Artificial-Body-Parts550.gifArtificial Body Parts
Honourable mention in the 3rd Annual Geist Literal Literary Postcard Story Contest.
The injury I got when I was eighteen turned Mother and me into twins. She still rubs my wrist with mullein from our garden though she really needn’t bother: the fingers on my left hand are plastic. Each day she shakes that little bell in my ear and squeezes my good hand while she cries to the Good Lord to save me, and when faith’s not fast enough, she appeals to science.

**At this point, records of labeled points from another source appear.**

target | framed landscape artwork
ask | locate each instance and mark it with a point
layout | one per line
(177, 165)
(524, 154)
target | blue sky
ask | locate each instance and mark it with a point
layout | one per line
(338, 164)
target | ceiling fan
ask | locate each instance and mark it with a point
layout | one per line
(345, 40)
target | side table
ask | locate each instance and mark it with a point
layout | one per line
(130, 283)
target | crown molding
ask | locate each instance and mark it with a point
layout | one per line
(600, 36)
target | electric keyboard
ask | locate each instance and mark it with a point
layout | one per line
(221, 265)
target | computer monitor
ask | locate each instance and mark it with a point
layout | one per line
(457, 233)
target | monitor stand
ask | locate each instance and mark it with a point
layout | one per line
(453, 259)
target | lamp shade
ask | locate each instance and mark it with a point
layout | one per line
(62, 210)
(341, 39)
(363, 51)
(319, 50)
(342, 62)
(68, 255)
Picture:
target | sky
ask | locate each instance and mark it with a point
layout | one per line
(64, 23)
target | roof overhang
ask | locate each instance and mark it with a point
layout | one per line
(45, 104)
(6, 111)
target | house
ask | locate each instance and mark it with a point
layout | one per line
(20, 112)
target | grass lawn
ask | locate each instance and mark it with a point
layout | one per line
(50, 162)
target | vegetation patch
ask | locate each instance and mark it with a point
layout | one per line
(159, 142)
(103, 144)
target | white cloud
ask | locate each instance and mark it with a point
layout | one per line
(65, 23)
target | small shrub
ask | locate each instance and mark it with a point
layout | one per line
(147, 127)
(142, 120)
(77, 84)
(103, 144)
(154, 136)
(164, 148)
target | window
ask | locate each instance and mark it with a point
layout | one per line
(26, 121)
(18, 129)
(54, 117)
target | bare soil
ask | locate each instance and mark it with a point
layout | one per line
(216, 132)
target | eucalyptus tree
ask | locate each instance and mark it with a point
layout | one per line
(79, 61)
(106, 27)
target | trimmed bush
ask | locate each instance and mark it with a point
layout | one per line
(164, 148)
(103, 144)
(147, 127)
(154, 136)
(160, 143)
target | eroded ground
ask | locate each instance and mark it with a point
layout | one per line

Lately she’s been planning my salvation through doctors’ appointments, dragging me to their offices along complex bus routes that wind through this city like syphilis eating away at something, though she’d smack me to hear that. And when I tell her I’d rather walk, that I’d like to walk alone please, she pulls that used tissue from her sleeve, sniffs and switches my no’s for yeses, easy as pie. But her eyes are failing, so maybe she doesn’t know that today I’ve placed us on the wrong side of route 68 so I can watch her lean in toward each bus as it towers over us, blocking the sun.
And while she stands and clutches her purse to her belly, only to slam back down like blackberry jam on toast when the bus zooms past us, I chuckle and wind my legs tight to me in case her hands get to slapping, because I think she’s catching on.